As a former public school teacher, I know the pressures that our children are under. Memorizing and testing well has become a large priority, while often, developing a love of the learning process is secondary. My goal is to create a lifelong love of learning and have music be a pleasurable, yet challenging, place to go.
Many of us took piano lessons or some form of music lessons at some time in our lives. Most stories I hear are of bearable experiences at best. I've had my share of not so good teachers, but I've had some excellent ones as well. Those teachers are ones you never forget.
My goal as an educator is:
- To facilitate and guide my students to gain knowledge of their own learning process which is lifelong, complex and multifaceted.
- To bring about an awareness of the learning process that is satisfying and real.
- To create a fun, safe and enjoyable, yet challenging, learning environment.
- To enhance eye hand coordination and body awareness.
- To teach them how to play, listen, create and enjoy the many aspects of music.
- To create a place that the student looks forward to going to.

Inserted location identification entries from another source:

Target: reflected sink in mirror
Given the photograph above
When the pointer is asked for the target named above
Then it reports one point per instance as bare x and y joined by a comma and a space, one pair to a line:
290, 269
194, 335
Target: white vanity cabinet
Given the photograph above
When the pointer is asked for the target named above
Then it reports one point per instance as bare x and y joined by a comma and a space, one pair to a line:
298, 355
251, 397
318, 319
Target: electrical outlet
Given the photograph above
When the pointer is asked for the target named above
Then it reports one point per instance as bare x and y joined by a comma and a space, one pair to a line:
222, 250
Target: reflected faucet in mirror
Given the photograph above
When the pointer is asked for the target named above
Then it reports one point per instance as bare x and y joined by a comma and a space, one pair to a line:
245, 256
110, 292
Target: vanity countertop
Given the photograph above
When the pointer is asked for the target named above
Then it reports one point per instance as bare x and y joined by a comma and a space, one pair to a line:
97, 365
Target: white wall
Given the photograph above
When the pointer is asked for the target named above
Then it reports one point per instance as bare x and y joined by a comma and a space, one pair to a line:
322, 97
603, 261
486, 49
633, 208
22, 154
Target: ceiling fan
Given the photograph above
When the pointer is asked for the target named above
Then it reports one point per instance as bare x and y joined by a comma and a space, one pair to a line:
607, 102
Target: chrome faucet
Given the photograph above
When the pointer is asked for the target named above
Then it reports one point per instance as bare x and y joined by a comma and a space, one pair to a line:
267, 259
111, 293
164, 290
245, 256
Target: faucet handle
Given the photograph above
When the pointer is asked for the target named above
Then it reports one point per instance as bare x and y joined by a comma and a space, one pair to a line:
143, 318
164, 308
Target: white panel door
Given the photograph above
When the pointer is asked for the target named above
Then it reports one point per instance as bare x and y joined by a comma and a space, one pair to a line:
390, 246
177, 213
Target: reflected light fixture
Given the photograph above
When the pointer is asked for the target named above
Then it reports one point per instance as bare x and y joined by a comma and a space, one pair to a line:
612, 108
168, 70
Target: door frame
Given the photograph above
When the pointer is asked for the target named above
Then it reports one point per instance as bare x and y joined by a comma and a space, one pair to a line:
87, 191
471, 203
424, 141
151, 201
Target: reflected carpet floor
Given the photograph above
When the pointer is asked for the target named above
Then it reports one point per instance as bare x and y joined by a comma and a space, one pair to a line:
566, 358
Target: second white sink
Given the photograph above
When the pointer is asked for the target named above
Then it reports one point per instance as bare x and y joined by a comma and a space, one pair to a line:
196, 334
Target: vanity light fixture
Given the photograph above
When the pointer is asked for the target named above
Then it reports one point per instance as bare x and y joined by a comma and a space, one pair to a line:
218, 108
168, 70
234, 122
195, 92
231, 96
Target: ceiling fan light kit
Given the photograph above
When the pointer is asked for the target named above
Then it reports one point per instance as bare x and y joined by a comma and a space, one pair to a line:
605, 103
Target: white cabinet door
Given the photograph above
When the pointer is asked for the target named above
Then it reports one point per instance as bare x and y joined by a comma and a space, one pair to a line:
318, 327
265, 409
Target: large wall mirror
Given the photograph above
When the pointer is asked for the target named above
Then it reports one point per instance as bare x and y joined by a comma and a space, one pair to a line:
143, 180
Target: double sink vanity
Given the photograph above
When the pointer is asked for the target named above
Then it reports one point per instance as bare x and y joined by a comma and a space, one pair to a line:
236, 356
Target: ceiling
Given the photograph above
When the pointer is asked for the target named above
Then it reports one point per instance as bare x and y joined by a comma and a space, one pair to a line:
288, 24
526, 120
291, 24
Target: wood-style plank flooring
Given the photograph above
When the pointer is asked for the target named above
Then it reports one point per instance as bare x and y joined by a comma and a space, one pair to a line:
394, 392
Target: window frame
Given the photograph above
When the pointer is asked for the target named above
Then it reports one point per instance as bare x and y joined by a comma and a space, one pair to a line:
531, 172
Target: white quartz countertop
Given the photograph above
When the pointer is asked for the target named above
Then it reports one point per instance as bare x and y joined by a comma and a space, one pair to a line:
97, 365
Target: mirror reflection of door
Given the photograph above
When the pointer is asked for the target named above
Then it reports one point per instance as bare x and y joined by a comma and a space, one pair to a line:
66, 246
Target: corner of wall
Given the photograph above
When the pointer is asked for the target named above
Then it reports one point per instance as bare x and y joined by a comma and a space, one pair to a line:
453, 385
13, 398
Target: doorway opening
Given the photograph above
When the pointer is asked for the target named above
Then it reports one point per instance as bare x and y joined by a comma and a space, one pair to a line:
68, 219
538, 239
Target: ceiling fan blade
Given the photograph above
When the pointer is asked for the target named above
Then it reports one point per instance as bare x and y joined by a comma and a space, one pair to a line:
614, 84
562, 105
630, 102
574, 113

It really does make perfect. With younger children, I encourage practicing every day. Even for a couple of minutes or so. Sometimes it doesn't get done. Some children don't know how to practice or have difficulty focusing. Then lessons will be guided practice sessions, teaching them how to pace their concentration and learn how to dissipate frustration. Ultimately, parents' involvement in their child's education is the best way to encourage good work habits. With older students, the desire to be able to perform a piece provides its own impetus for practice. If a student is not practicing and/or the mastering of the lesson is slow going, I will use this opportunity to reassess the student's focus, interest, skills, and difficulty of the lesson, and readjust as needed. There are many opportunities for learning at whatever pace.
The actual performing of music itself is very rewarding. One cannot describe the feeling of playing a Beethoven or Chopin piece or improvising and creating emotion, color and movement on the spot, or composing a piece of music and watching it go from a small idea to a fully recorded song on a CD.
Learning and playing music is a lifelong process. It occurs in small surges over many years. Knowledge is gained by sometimes forgetting what you've learned and re-discovering it at a later point. For some, it can be a wonderful place to go in the often frenzied pace of life. For young people, it can be an integral part of their life, helping to shape their self-esteem and overall development as a person.
I continue to be a student of music, sharing with my students the delight of discovery and accomplishment, as well as the frustration of learning this craft and art. It is my pleasure and honor to be able to share with other people the love of something that I hold very high in my life and close to my heart.